Dementia is affecting more people, and governments need to do more about it: WHO
Over 55 million people in the world live with dementia, but only a quarter of all countries have national guidance and support mechanisms in place, a World Health Organisation (WHO) report released today warns.
Half of the countries without national plans are in the WHO’s Europe Region, where many plans that were implemented have expired and need to be renewed.
Dementia can develop for a variety of reasons, including through physical injury, stroke, or Alzheimer’s disease. It can impact cognitive and physical functions and make basic, daily tasks difficult.
At present, dementia afflicts 8.1 per cent of all women and 5.4 per cent of all men in the world over the age of 65. Ten per cent of dementia cases are early onset.
The WHO’s new report stresses that more countries need to have better support and anti-discrimination policies in place for those living with dementia and those caring for them – especially as dementia becomes more widespread.
Around 78 million people will be living with the condition by 2030, and 139 million by 2050, the WHO projects.
“What we need to have is a sense of preparedness in countries to deal with that increasing burden,” Dr Tarun Dua, unit head at the WHO’s department of mental health and substance use told journalists on Thursday. She said that 26 per cent of countries with national dementia plans are not adequately prepared. “What we need is accelerated action.”

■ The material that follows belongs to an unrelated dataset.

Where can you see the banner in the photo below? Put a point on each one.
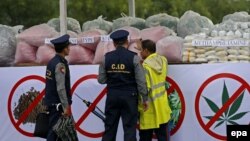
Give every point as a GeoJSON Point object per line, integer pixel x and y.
{"type": "Point", "coordinates": [204, 98]}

It is crucial to prepare health and social systems better, because “we're far from being able to cure dementia,” said Dr Katrin Seeher, a technical officer at the same department.
Research efforts are ongoing, and some disease modifying drugs have shown “partial success”. But a difficulty is finding effective treatments for dementia’s diverse causes, she explained.
“To have a better chance of success, dementia research efforts need to have a clear direction and be better coordinated,” Dua said. “This is why WHO is developing the Dementia Research Blueprint, a global coordination mechanism to provide structure to research efforts and stimulate new initiatives.”
A cure may not yet exist, but prevention is possible. “[Dementia] is absolutely not a normal or inevitable part of biological ageing,” said Seeher.
Eating healthy and avoiding substance abuse are steps in the right direction, said Dua. So is managing hypertension, diabetes, depression, and social isolation.
“What is good for your heart is also good for your brain,” she said.